Cloth of gold do not despise,
Though thou art match'd with cloth of frize.

[Page 201,] line 3 from foot. Eliot's famous troop. General George Augustus Eliott (afterwards Lord Heathfield), the defender of Gibraltar and the founder of the 15th or King's Own Royal Light Dragoons, now the 15th Hussars, whose first action was at Emsdorf. At the time that regiment was being collected, there was a strike of tailors, many of whom joined it. Eliott, one version of the incident says, wished to get men who never having ridden had not to unlearn any bad methods of riding.

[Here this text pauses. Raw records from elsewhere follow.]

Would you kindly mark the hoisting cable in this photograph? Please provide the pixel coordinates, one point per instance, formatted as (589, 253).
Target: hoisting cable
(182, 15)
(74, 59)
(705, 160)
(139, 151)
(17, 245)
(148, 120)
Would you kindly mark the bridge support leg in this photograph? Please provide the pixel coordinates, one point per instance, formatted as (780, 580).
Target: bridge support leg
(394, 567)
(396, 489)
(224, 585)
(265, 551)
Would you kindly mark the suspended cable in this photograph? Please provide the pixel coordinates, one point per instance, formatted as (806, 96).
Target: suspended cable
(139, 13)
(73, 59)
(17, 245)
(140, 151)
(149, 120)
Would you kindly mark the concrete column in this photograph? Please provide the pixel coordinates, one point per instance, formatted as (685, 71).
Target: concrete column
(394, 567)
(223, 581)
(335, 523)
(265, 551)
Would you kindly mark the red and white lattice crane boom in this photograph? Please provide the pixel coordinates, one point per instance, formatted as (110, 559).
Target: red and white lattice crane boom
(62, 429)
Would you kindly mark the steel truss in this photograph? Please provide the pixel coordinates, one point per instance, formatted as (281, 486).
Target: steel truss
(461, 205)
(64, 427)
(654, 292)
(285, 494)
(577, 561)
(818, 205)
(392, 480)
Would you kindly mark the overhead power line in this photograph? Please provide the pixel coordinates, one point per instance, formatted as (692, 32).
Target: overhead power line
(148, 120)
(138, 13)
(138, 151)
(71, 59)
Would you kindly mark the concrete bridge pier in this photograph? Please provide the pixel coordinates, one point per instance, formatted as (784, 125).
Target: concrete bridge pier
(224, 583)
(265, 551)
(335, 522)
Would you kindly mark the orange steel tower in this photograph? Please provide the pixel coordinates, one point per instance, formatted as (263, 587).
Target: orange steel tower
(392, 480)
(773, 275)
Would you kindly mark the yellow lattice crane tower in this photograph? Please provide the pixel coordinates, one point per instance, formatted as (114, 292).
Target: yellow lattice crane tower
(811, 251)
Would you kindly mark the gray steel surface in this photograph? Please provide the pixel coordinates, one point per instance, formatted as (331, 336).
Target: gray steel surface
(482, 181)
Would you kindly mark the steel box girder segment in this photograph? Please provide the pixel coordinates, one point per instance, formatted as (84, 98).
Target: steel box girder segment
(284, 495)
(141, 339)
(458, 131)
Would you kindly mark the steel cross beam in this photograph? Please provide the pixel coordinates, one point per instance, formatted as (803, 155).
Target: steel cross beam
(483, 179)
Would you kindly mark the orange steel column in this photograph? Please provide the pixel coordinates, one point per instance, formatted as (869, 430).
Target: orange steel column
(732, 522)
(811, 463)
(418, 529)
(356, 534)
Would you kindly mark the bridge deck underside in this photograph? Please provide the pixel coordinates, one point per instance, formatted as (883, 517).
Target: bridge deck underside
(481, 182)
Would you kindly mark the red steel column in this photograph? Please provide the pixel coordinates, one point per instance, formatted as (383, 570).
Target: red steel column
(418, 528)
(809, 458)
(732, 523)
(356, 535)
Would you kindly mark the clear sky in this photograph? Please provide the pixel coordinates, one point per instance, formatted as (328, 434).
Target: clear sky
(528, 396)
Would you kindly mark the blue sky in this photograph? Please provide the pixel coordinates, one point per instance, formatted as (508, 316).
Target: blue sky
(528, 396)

Later they were engaged against the Spaniards in Cuba in 1762-1763.

[Page 202,] line 6. Speculative politicians. Lamb was probably referring to Francis Place (1771-1854), the tailor-reformer, among whose friends were certain of Lamb's own—William Frend, for example.

[Page 202.] Footnote. "Gladden life." From Johnson's Life of Edmund Smith—"one who has gladdened life"; or possibly from Coombe's "Peasant of Auburn":—

And whilst thy breast matures each patriot plan
That gladdens life and man endears to man.

[Page 203,] line 22. Dr. Norris's famous narrative. The Narrative of Dr. Robert Norris concerning the strange and deplorable Frenzy of Mr. John Dennis was a satirical squib by Pope against the critic John Dennis (1657-1734). The passage referred to by Lamb runs:—

Doct. Pray, Sir, how did you contract the Swelling?

Denn. By a Criticism.

Doct. A Criticism! that's a Distemper I never read of in Galen.